There seems to be no need for the GEMM module to have an accumulator matrix with 32-bit integer values.

When I looked into the TensorGemm.scala code, I observed that when the values are being stored from the accumulator matrix to the output matrix, the datatype of the values are truncated from int32 to int8. This seems redundant because the same output can be achieved even when the accumulator values were of type int8.

There seems to be some inadequacies even in the matrix multiplication tutorial. In the tutorial, it is said that the accumulator width is set to 32 in order to avoid overflow during accumulation. However in the same tutorial, due to memory store restrictions of the VTA architecture, the output matrix can only be stored into DRAM when it’s datatype format is the same as the input (int8). Hence, the values in the accumulator matrix are truncated from int32 to int8, which eventually leads to the aforementioned overflow issue thus making the claim of having the accumulator size to be 32-bits to be redundant.

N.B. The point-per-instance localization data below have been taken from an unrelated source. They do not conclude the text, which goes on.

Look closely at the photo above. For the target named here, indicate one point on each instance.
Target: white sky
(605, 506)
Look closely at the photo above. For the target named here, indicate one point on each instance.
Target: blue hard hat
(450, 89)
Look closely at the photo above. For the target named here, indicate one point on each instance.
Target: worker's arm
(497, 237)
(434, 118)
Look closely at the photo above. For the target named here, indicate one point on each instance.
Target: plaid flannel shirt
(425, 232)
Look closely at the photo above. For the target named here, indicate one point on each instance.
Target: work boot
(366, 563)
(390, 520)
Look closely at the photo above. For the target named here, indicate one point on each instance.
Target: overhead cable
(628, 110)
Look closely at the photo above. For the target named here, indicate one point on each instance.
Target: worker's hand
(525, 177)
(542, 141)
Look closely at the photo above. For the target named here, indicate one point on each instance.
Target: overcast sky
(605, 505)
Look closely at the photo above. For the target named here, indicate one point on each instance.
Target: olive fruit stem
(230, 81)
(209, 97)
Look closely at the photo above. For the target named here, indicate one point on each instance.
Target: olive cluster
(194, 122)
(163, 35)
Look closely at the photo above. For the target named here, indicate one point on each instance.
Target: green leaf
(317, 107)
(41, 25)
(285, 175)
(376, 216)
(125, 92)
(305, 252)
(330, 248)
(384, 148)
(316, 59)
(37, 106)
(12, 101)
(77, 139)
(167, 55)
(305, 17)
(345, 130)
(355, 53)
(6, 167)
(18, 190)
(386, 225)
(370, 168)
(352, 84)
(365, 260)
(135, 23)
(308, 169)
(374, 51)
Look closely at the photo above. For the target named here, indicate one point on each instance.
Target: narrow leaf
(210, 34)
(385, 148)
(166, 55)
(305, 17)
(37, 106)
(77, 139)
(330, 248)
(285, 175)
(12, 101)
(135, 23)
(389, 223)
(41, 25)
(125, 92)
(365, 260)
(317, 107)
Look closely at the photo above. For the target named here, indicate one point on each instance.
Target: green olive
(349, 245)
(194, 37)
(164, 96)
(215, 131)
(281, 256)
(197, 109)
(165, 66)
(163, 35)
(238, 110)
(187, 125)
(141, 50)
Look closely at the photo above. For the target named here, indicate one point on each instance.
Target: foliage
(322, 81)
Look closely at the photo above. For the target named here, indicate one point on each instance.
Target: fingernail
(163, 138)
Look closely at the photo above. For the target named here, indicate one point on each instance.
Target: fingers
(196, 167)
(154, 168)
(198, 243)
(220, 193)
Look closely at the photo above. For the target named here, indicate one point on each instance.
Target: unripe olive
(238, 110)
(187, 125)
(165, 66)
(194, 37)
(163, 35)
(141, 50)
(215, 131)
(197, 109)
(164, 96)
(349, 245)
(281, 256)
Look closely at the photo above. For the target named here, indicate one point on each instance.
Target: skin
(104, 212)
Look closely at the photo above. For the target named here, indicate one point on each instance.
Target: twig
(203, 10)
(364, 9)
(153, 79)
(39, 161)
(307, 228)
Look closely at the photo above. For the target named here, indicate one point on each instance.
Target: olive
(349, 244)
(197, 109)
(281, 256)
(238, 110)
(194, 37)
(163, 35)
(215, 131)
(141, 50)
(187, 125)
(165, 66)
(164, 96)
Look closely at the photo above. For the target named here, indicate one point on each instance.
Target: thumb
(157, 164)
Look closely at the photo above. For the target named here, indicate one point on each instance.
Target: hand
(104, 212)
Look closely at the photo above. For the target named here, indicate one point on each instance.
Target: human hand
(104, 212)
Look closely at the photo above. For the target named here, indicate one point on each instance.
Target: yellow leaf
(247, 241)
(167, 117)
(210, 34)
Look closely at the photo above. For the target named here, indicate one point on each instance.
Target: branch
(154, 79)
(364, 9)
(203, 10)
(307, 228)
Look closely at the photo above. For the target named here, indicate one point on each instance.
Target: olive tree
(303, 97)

This redundancy can be overcome by setting the bit width of the accumulator matrices to int8. This would give the same results as the current GEMM module. This would help in reducing the overall space needed to store the accumulator by 4x times, as well as improves performance of both multiplication and subsequent pipelined addition.

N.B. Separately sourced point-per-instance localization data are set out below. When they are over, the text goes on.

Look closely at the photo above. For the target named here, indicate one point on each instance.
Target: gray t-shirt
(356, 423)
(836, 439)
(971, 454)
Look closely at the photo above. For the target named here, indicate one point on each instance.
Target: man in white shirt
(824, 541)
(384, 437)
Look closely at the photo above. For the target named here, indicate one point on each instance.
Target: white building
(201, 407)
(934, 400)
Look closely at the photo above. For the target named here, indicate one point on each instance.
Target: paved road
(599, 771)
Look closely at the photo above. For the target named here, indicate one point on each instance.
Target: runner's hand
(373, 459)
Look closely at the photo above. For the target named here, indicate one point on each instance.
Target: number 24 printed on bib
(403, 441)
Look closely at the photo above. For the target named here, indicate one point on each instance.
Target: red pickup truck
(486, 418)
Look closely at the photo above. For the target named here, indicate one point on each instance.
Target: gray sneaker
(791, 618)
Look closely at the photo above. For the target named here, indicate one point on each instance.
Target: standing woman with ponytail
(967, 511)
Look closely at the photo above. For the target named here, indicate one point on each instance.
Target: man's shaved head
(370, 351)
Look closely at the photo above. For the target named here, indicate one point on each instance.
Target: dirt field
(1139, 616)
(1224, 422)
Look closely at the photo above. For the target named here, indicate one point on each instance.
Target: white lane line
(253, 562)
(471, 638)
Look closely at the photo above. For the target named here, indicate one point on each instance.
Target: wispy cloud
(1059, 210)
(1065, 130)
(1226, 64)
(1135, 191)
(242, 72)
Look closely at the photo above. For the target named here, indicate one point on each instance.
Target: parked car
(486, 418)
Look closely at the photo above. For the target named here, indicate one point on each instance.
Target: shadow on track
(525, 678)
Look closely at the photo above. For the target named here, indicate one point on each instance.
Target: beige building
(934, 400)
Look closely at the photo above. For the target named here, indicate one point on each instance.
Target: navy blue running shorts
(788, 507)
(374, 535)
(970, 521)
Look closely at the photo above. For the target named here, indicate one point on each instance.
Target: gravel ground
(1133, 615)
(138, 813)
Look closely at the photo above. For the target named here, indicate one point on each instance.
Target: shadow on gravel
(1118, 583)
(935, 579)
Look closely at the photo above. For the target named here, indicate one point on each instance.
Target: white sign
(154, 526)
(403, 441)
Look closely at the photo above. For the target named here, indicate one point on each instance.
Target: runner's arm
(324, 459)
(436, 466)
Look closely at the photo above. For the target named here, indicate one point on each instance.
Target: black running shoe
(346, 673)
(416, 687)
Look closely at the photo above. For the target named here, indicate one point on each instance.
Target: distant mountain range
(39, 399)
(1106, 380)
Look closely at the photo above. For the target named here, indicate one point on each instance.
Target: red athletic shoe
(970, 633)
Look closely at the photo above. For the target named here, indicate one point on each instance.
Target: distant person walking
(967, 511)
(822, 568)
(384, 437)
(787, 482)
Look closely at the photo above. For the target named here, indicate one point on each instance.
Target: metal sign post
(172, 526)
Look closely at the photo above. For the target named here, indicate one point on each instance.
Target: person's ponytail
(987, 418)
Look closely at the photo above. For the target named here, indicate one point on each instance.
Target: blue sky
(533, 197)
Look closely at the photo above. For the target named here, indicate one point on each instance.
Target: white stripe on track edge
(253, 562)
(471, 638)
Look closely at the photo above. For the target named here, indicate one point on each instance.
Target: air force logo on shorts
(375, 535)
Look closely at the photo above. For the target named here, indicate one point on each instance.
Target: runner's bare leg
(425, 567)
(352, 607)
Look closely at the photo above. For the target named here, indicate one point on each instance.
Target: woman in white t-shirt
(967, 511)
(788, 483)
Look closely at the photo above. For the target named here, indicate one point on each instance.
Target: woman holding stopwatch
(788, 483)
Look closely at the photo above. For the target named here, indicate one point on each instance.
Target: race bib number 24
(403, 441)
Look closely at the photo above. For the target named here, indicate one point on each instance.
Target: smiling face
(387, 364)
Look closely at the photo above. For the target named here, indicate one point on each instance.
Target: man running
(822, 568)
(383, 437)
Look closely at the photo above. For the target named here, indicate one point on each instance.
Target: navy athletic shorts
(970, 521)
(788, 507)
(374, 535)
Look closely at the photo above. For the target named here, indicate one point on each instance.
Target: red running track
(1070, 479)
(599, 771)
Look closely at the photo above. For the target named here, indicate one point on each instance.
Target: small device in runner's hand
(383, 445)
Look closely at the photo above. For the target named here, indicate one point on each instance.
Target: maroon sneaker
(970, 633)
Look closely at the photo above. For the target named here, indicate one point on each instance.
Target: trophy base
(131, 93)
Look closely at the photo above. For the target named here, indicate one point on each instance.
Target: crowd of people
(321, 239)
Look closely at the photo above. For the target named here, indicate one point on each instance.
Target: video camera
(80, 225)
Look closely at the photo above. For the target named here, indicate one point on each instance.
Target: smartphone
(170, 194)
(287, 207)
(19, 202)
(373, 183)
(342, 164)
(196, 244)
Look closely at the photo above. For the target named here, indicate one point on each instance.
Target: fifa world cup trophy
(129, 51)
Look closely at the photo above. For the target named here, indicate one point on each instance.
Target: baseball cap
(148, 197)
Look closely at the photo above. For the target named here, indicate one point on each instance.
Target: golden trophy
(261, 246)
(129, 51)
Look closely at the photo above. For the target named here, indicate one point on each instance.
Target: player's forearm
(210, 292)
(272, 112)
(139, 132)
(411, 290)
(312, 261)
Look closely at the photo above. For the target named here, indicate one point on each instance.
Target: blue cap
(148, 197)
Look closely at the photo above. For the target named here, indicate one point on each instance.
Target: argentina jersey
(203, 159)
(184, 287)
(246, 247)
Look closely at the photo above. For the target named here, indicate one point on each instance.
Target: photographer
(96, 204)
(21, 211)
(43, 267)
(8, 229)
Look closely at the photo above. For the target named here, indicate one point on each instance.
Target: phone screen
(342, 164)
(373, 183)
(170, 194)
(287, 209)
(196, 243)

In a more general sense the datatype of all matrices can be set to a single value (equal to the output datatype) for the sake of simplicity and functionality.

Just to double check, do you mean the design should use INT8 as accumulator?

AFAIK, accumulator matrices are only instructed to shift a number of bits by using a SHR instruction.

Yes.

When two int8 input numbers are multiplied or added, taking care of the overflow generated by the carry would be irrelevant if the output is eventually going to be stored as an int8 value. Thus, having an accumulator of type int8 in the GEMM module would still give the same results as that of type int32.

I am referring to the accumulator matrices used in the GEMM module for storing intermediate results. In the Chisel implementation it is the acc_i and acc_o matrices in the module MatrixVectorMultiplication in TensorGemm.scala

@BharathKinnal Thanks for reporting. Now I come to understand what is the problem.

I think we need to adjust the data width according to the hyper-parameters.